Outside of technology, only the consumer staples sector (+0.1%) managed to eke out an advance. Tyson Foods (TSN 29.69, +1.18) jumped 4.1% after beating on earnings and revenue.

While the outperformance of technology boosted the Nasdaq, the S&P was kept from turning positive as energy, industrials, and discretionary shares weighed.

The energy space shed 0.3% as crude oil endured a volatile session. The energy component was down as much as 1.1% at the open before trimming its loss to 0.4% at $106.49 per barrel.

Elsewhere, industrials lagged amid weakness in transportation companies. The Dow Jones Transportation Average lost 0.8% as 18 of 20 components ended in the red.

Lastly, broad weakness among home builders pressured the discretionary sector. The iShares Dow Jones US Home Construction ETF (ITB 22.38, -0.33) lost 1.5%.

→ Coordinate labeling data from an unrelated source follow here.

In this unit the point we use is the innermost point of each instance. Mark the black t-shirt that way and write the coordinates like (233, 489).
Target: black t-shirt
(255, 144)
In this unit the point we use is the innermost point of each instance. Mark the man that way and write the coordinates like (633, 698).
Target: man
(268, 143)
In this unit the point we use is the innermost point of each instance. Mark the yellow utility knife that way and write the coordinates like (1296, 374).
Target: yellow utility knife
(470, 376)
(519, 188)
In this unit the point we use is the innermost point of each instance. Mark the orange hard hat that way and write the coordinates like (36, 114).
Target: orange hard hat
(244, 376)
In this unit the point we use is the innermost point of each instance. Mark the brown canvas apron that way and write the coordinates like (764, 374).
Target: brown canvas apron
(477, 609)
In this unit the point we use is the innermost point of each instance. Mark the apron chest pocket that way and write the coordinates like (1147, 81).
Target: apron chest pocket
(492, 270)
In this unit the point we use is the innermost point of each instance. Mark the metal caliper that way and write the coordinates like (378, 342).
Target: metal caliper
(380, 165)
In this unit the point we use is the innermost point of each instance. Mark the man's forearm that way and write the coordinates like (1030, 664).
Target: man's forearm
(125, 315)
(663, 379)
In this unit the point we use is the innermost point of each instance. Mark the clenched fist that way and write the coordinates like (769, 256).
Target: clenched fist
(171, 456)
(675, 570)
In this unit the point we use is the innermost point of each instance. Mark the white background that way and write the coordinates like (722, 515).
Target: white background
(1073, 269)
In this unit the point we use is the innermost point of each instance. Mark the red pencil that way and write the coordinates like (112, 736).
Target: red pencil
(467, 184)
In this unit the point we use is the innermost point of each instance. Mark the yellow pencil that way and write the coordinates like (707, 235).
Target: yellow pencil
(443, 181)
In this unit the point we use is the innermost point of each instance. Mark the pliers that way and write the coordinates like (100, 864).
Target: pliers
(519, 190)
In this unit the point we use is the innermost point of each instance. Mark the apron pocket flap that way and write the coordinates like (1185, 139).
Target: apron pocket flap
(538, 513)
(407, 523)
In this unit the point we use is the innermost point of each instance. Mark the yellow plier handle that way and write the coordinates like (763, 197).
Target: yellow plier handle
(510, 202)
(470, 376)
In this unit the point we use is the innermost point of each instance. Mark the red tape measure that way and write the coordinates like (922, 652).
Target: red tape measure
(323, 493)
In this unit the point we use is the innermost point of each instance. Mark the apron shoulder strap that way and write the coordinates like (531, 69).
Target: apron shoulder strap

Similar to stocks, Treasuries spent the entire session near their lows. The benchmark 10-yr yield added four basis points to end at 2.65%.

As mentioned earlier, today's volume was well below average as only 533 million shares changed hands on the floor of the New York Stock Exchange. This represented the third lowest total of the year.

Tomorrow, the June trade balance will be reported at 8:30 ET. The U.S. Treasury will auction $32 billion in 3-yr notes.